Un jour, je vins à parler du métronome et de son utilité.
« — Pourquoi faire le métronome? se récria vivement Mendelssohn, c'est un
instrument très-inutile. Un musicien qui, à l'aspect d'un morceau n'en devine
pas tout d'abord le mouvement, est une ganache. »
J'aurais pu lut répondre qu'il y avait beaucoup de ganaches; mais je me tus.
Je n'avais encore alors presque rien produit. Mendelssohn ne connaissait que mes
Mélodies Irlandaises avec accompagnement de piano. M'ayant demandé un jour à
voir la partition de l'ouverture du Roi Lear que je venais d'écrire à Nice, il
la lut d'abord attentivement et
lentement, puis au moment de mettre les doigts sur le piano pour l'exécuter (ce
qu'il fit avec un talent incomparable) :
« — Donnez-moi bien votre mouvement, me dit-il.

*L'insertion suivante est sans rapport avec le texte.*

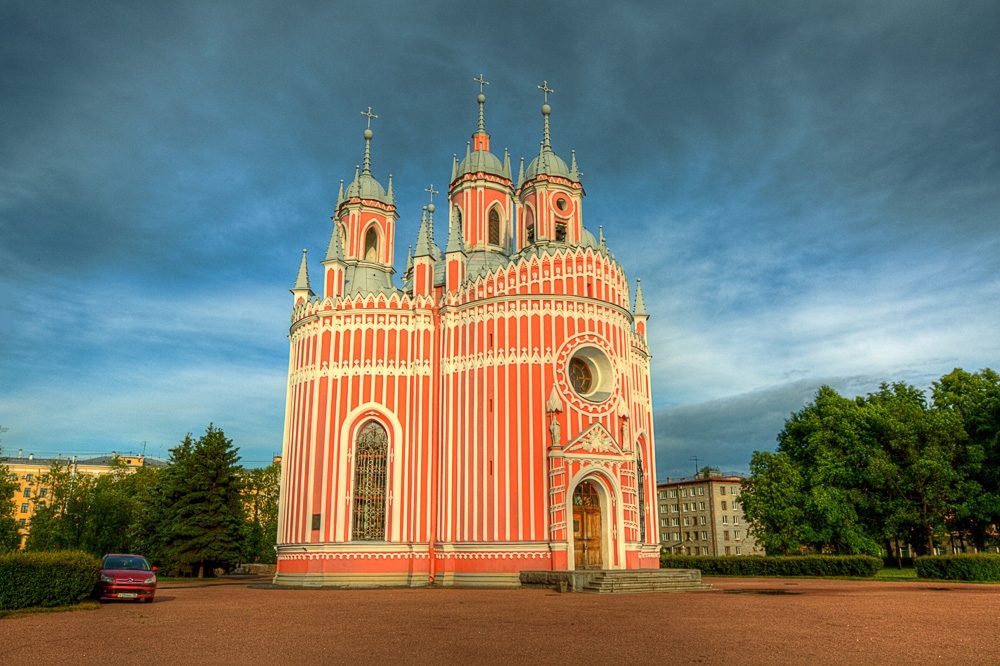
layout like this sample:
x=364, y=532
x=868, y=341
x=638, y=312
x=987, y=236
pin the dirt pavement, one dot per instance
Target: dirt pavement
x=751, y=621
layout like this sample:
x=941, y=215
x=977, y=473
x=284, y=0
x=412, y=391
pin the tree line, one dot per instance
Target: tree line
x=870, y=474
x=201, y=511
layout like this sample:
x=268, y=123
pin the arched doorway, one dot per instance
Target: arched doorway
x=587, y=527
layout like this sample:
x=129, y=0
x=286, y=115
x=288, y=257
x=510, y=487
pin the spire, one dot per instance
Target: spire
x=455, y=243
x=425, y=237
x=302, y=282
x=335, y=250
x=546, y=110
x=368, y=140
x=640, y=305
x=481, y=99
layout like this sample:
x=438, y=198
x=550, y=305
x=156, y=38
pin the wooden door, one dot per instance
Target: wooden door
x=587, y=527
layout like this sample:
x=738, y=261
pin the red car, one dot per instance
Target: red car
x=127, y=577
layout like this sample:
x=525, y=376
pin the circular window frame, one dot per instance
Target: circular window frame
x=602, y=373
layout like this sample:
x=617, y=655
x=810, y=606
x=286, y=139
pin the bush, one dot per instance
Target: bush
x=959, y=567
x=59, y=578
x=759, y=565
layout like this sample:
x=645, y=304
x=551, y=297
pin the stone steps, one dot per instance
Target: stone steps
x=646, y=580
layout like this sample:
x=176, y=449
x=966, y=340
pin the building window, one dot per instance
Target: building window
x=561, y=231
x=371, y=245
x=494, y=227
x=371, y=452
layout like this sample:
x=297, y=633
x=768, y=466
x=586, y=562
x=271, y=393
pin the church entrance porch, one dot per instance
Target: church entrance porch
x=587, y=527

— Pourquoi faire? Ne m'avez-vous pas dit hier que tout musicien qui, à l'aspect
d'un morceau, n'en devinait pas le mouvement, était une ganache ? »
Il ne voulait pas le laisser voir, mais ces ripostes, ou plutôt ces bourrades
inattendues lui déplaisaient fort1.
Il ne prononçait jamais le nom de Sébastien Bach sans y ajouter ironiquement «
votre petit élève! » Enfin, c'était un porc-épic, dès qu'on parlait de musique;
on ne savait par quel bout le prendre pour ne pas se blesser. Doué d'un
excellent caractère, d'une humeur douce et charmante, il supportait aisément la
contradiction sur tout le reste, et j'abusais à mon tour de sa tolérance dans
les discussions philosophiques et religieuses que nous élevions quelquefois.
Un soir, nous explorions ensemble les thermes de Caracalla, en débattant la
question du mérite ou du démérite des actions humaines et de leur rémunération
pendant cette vie. Comme je répondais par je ne sais quelle énormité à l'énoncé
de son opinion toute religieuse et orthodoxe, le pied vint à lui manquer, et le
voilà roulant, avec force contusions et meurtrissures, dans les ruines d'un
très-raide escalier.
« — Admirez la justice divine, lui dis-je en l'aidant à se relever, c'est moi
qui blasphème, et c'est vous qui tombez. »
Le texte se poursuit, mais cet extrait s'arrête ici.